By Dee Yingst
Whether HR is part of your title or just part of your duties, this one’s for you.
So….here we are….working from home. Or maybe you’re at home but not able to work... or you’re continuing to have to report to work armed with a gallon of hand sanitizer, a homemade mask, and hope.
I’m working from home and I’m grateful for the ability and the opportunity to do so. Strictly speaking, I like working from home periodically, but I really don’t want to do it every day.
I miss my office. I miss the rattling noise the windows make when the neighbor’s HVAC unit kicks on. I miss hearing the elevator bell when the car arrives on my floor. I miss the sounds of the laughter of my coworkers out in the hall. Heck, I even miss the sounds of the water running through the pipes from the restrooms – never thought I’d miss that. Suddenly the really looooooong time it takes for my second computer monitor to power up doesn’t seem so bad.
It doesn’t matter if your title is HR or if HR is just one of your “other duties as assigned.” This is where even the most battle-hardened HR people struggle.
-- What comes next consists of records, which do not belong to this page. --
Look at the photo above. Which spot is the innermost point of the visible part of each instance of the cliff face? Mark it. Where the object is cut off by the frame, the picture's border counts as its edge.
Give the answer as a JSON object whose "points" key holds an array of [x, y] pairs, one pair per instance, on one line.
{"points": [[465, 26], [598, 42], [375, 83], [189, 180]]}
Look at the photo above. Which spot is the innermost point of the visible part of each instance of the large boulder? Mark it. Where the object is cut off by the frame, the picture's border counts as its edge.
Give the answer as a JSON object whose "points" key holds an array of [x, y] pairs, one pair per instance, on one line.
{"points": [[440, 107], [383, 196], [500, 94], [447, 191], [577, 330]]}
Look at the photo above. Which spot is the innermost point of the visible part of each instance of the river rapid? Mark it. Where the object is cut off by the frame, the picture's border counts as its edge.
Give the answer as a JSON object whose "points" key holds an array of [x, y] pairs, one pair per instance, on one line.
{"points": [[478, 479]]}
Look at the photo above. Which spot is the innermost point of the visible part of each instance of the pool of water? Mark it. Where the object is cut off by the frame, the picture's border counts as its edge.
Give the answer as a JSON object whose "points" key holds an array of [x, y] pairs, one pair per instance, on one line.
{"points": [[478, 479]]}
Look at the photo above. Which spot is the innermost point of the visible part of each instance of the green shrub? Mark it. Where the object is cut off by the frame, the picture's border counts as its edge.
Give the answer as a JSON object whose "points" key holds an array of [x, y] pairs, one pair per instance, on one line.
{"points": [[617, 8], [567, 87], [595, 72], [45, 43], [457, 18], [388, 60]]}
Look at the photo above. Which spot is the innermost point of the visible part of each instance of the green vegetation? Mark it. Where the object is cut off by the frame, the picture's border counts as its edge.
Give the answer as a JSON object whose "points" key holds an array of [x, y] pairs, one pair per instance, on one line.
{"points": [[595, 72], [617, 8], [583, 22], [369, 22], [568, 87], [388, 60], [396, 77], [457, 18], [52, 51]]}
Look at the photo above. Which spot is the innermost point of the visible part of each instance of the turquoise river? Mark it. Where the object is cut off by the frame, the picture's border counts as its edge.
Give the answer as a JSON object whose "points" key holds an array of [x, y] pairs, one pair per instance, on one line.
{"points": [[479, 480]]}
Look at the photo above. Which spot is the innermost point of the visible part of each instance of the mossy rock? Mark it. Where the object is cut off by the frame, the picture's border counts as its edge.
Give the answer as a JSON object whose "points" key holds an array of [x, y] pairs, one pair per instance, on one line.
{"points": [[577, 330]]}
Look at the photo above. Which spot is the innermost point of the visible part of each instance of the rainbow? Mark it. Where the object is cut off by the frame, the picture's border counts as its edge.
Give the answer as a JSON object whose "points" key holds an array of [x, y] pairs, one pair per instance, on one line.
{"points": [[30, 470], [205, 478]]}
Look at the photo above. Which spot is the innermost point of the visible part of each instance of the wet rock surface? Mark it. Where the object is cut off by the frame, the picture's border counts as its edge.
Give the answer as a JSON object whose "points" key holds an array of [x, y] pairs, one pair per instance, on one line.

On a good day it can be difficult to achieve balance, and on days like these it can feel nearly impossible. Someone sent me the nicest note some time ago about how comforting it felt that no matter how much stress she was under, she could still count on the smiles and laughter coming from the HR department. That’s our job, isn’t it? To keep up the spirits of the people in our organizations even if we’re not really feeling it ourselves.
HR people everywhere are sending out all sorts of messages of calm, of inspiration, of ‘hang in there – better days are coming’ and links to websites and phone numbers to resources. We’re checking in on people, we’re asking if there’s anything anyone needs, anything we can help with, etc.
Never let ‘em see you sweat – that’s what we’re taught. I won’t argue the importance of keeping your wits about you no matter the size of the storm swirling around you. The importance of remaining calm cannot be overstated.
In the midst of all this chaos there’s a message I think needs to be heard – by HR people (whether that’s your title or not), managers, organizational leaders, parents, anybody who is tasked with helping to ensure everyone else’s welfare. Lean in, because I don’t want you to miss it.
It’s ok to “lose It” every now and then.
You are human and you have limits – and that’s ok.
Self-care is not selfish. You can’t take care of others if you don’t first take care of yourself.
Those resources you’ve been sending out to others – you can use them too.
Hang in there; you may not feel like you’re making much of a difference but you are. Somewhere someone is feeling comforted by your presence – whether it’s your actual physical presence, your face on a Zoom meeting, or even just your presence via email or text. Don’t give up. Most importantly, don’t give in to the negative notion that you’re somehow less-than because you can’t always conjure up a smile. Be real. Not perfect.